Mr Cawley adds: “It is predominantly bottom-up. The core of our process is predominantly driven by our views on individual companies and then building the portfolio on individual ideas. There is an element of a macro overlay, but it is very much a secondary driver of performance.” He admits it was more relevant in the first half of 2013 with the arrival of Mr Abe and his Abenomics programme.

The manager notes: “We tend to be a blend of value and growth at a reasonable price (GARP) and we are fairly benchmark agnostic.”

He points out the portfolio has a strong bias to financials and exporters with almost no exposure to the traditional defensive areas of the market. It also has a mid-cap bias, with approximately 50 per cent of the portfolio in this part of the market. Mr Cawley explains: “Mid-caps is an area where we’ve historically had a lot of success on the stockpicking front, so the fund is naturally biased to that part of the market that is just less researched generally.”

Aside from the initial reorganisation of the portfolio, the timing of the fund launch has been fortuitous, coinciding with a strong market rally in Japan.

Since launch to February 19 2014, the fund has returned 29.16 per cent compared with the Topix index return of 25.03 per cent. In 2013, the fund delivered a return of 34.76 per cent, according to data from FE Analytics – more than 10 percentage points higher than the 24.67 per cent returned by the Topix index.

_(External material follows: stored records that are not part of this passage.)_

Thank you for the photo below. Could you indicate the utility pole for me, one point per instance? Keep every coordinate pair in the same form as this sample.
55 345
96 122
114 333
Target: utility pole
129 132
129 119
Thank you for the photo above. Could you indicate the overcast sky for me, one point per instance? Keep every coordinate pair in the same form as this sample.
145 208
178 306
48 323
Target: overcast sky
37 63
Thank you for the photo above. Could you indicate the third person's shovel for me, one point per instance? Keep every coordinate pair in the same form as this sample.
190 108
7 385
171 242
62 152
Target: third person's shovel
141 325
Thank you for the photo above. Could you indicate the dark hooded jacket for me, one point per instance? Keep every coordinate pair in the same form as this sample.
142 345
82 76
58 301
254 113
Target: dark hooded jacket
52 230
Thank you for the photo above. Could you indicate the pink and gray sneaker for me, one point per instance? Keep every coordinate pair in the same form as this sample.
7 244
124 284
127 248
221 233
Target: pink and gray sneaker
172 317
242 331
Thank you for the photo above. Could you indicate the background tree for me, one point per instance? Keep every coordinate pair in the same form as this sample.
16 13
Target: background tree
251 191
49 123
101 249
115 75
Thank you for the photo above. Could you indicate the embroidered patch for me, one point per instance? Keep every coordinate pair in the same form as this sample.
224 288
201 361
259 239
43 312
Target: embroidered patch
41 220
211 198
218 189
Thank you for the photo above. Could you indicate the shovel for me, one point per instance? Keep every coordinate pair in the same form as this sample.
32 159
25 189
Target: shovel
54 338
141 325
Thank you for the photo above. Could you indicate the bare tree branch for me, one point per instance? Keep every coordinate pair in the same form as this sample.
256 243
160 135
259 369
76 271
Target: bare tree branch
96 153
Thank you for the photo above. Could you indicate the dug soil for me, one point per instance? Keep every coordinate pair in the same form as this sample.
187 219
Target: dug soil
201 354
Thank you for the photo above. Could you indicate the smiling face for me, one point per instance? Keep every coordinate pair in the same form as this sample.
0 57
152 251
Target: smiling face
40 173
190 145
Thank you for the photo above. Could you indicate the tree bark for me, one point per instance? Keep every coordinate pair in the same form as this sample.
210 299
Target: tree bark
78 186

Mr Cawley says: “I think our recognition that the political changes afoot would be a significant inflection point was an important driver of performance because it made us change strategy and pushed us into researching more of the exporter segment and financial areas. Largely, those two big themes – exporters and financials – have worked very well in 2013, but less well this year so far, as the market has been much weaker year to date.”